Ha ha, that's so fucking funny! I bet all his followers fell of their chairs laughing. But he - like the others - can say this with impunity, and he may even be applauded. You can mock people with my illness and it's fine and dandy, we are a fair target, you see.

He obviously hasn't heard of the Canadian Clinical Guidelines.

Or the International Consensus Criteria 2011 ('Myalgic encephalomyelitis is an acquired neurological disease with complex global dysfunctions').

But then neither has Max.

It is, of course, the hijacking and redefining of a neuroimmune illness by UK psychiatrists since early 90s that has given anyone and everyone a free pass to this kind of casual abuse of people with ME. It is nothing less than verbal thuggery. And it is unacceptable. No other patient group in the world would be expected to take this. But they are clever, the biopsychosocial brigade (or medical mafia as my mother calls them). They have distorted the narrative so much that you can't now defend yourself without being labelled an 'armed militant'  or 'paranoid obsessive' (the latter from another charming Canadian tweeter). 

These people who indulge in detrimental, offensive commentary online aren't important and would be full of shame - I hope - if they actually understood what they were saying, but it is soul-destroying when you read them. Soul-destroying that such wilful ignorance remains. The childhood refrain, Sticks and stones will break my bones but names will never hurt me, has been going through my head,  and I am trying today to live by it - perhaps a child-like impulse.

MEActionUK penned a fine response to the Telegraph but it will doubtlessly not be published, because it contains truth, and the media is not too fond of accuracy when it comes to this illness. Health editors, indeed a fair few UK editors,  have been complicit in sustaining  the half-truths of this ME medical mafia.

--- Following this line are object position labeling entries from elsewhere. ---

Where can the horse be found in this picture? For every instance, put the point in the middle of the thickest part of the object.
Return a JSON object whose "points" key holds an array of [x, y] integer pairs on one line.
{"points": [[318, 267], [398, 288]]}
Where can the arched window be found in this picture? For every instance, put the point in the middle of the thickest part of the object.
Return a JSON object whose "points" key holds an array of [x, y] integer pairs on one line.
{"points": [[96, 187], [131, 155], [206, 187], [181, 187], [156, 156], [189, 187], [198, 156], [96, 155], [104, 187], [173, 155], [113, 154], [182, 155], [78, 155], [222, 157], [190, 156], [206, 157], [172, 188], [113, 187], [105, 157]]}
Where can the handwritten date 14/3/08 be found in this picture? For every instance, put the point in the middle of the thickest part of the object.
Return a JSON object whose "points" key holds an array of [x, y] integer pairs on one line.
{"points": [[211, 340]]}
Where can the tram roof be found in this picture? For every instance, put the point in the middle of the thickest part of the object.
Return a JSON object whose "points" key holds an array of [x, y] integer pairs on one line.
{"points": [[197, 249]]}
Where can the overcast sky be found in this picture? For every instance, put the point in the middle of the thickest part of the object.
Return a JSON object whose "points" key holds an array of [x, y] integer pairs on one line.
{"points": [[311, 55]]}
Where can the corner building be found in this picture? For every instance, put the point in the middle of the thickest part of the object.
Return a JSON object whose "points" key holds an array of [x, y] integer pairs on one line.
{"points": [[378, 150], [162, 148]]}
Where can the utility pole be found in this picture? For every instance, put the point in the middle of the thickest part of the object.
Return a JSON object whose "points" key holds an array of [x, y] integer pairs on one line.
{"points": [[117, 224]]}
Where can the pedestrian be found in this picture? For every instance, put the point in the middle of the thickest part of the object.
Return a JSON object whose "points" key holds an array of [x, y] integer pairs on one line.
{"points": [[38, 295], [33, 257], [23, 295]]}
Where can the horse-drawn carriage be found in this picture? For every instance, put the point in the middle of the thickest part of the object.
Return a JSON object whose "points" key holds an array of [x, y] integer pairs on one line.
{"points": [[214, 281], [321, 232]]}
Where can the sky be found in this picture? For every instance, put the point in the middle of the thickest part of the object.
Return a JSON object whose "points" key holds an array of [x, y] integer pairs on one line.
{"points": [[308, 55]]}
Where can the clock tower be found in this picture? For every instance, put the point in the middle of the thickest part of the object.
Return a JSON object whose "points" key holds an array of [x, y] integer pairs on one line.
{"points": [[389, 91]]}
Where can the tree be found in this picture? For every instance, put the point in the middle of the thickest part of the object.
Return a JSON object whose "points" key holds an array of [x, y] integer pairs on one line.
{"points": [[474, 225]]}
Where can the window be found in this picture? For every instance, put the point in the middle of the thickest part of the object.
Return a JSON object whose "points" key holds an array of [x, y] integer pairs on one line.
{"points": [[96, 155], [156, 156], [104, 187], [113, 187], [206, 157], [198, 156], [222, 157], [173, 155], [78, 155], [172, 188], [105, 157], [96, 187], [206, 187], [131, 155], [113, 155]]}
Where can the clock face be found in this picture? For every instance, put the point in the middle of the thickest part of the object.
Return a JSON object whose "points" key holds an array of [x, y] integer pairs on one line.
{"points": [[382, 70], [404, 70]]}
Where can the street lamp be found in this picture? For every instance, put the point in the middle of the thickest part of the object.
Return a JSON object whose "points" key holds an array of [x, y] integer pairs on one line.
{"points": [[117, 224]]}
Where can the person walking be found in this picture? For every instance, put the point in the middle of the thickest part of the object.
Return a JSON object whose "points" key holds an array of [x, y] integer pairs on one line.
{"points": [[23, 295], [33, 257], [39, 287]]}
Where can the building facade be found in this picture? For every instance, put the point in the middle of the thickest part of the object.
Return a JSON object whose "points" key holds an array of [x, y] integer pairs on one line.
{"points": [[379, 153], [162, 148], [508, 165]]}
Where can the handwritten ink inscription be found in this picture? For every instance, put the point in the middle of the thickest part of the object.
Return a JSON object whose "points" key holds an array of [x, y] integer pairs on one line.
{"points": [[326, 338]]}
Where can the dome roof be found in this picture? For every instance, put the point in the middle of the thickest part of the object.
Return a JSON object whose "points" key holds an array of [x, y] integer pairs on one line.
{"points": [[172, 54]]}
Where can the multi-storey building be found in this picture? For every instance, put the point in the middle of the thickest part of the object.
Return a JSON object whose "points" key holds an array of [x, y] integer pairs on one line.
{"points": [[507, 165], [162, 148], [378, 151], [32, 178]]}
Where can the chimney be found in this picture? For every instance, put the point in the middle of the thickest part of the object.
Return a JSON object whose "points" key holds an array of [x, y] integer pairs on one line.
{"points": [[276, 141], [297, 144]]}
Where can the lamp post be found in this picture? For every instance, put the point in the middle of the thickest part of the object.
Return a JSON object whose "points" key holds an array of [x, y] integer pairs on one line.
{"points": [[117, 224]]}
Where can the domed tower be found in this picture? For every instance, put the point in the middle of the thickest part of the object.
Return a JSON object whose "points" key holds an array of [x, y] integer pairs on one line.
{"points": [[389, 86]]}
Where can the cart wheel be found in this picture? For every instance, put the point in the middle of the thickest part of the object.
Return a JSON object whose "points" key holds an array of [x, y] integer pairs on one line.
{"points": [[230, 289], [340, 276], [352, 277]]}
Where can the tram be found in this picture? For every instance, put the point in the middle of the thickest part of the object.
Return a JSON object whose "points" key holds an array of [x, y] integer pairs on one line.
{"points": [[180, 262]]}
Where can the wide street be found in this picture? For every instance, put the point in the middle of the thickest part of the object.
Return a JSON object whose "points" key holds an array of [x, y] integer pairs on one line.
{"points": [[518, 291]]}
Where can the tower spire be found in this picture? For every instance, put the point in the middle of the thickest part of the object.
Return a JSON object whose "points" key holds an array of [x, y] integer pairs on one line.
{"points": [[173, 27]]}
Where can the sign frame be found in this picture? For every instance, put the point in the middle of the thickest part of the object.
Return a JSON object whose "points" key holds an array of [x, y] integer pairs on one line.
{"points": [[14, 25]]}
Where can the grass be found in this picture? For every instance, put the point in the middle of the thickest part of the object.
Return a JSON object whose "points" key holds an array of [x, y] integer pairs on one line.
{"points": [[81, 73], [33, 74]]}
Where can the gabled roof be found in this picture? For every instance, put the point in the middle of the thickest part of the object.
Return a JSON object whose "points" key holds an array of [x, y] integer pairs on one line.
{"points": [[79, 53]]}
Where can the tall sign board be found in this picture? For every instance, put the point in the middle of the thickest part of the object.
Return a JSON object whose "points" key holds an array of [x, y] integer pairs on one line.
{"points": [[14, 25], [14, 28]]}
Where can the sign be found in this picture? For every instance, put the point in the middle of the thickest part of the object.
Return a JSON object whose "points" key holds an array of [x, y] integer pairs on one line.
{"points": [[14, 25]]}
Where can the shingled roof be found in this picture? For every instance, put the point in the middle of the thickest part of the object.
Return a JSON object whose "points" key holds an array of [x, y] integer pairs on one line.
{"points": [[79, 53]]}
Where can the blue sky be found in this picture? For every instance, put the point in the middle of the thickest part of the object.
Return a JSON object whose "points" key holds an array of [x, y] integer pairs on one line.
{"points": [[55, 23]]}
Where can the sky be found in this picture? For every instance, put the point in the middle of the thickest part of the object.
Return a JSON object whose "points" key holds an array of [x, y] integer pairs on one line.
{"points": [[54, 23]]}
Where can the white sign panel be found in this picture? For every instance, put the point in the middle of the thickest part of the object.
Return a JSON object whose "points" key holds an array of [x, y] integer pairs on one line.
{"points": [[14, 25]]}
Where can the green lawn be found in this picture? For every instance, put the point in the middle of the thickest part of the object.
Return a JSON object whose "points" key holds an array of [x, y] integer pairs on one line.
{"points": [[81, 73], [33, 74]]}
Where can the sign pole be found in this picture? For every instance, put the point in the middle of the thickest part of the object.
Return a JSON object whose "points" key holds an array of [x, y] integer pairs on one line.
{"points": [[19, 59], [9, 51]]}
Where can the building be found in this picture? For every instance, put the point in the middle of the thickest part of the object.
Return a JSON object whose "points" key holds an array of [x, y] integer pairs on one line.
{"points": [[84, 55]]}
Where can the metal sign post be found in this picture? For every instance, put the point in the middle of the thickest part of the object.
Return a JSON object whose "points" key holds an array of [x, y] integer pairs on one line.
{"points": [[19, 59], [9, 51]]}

I console myself a little that the MRC is finally  - not before time - funding much needed biomedical research, but this weekend it felt like we were living in a cave. And I am just so glad - though sad that I've been ill for so long - that I ended up in the safe hands of a neurologist. These ME psychs truly frighten me.

*I forgot to include this: Max's journalist friend refers to Showalter's 'brave and brilliant' book 'Hystories' (really, you couldn't make it up, brave and brilliant). It's unlikely he's actually read it, it came out in 1997 and is old news. It seemed to me more likely he'd been advised: Mention Elaine Showalter that'll really get them going, show them to be the rabid militants they are! My main thought was, Has Elaine not been abucted by aliens yet? One can only wish.

** One last thing: if I were mentally ill I'd happily be referred to a psychiatrist, but I'm not, so I prefer to stick with neurologists, virologists, immunologists, etc  the people who may  actually be able to help me.

*** An interesting overview of the ME situation from Valerie Eliot Smith, with links to current research. Well-written, calm post, though I think Valerie is a little too gentle on the psychs.